Experts believe that the J-20 stealthy features are limited whereas both the F-22 and F-35 are designed and very much capable to eliminate or minimize "radar signature from all directions," Wired said. The J-20 is the product of the China-sponsored hacking that pilfered incomplete blueprints of the F-22 and F-35, which explains the short falls if the object is to come up with exact replicas or better versions of America's flagship combat planes.

However, it will be a mistake or even fatal to belittle what both the J-20 and J-31 can do. China is expected to accelerate the production of the aircrafts once they enter service and buyers from Asia, South America, the Middle East and Africa are sure to line up in droves. In no time, experts warned that the Chinese combat planes will outpace that of the United States' in terms of production.

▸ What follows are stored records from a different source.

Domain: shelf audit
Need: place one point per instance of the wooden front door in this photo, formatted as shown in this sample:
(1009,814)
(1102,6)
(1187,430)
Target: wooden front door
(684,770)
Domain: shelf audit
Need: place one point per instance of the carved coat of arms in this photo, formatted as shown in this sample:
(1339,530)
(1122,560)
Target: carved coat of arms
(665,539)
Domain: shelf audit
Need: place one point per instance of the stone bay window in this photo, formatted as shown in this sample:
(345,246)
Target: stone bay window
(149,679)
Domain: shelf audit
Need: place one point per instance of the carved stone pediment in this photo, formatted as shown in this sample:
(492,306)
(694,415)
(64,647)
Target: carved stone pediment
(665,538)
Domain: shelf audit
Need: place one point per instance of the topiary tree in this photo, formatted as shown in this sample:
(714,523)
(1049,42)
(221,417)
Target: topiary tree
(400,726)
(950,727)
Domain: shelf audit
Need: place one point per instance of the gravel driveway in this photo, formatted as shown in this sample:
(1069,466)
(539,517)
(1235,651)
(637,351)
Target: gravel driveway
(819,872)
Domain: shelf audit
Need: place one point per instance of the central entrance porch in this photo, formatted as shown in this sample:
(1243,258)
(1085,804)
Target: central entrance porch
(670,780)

The main attraction for customers is the promise that any of the J-20 or J-31 can effectively strike behind enemy lines no matter their supposedly inferior stealthy features. "The jet's real threat is its ability to use what little stealth it does have to penetrate a conflict zone and attack aircraft supporting front-line combatants, like refueling tankers and AWACS surveillance airplanes, and other big targets," Wired reported specifically about the J-20.

And produced in great numbers, which China is definitely capable of, the J-20 and J-31 will simply swarm over the F-22 and F-35 combined and overwhelm the competition. As one expert explained: "They (China) don't have to innovate; they simply have to catch up."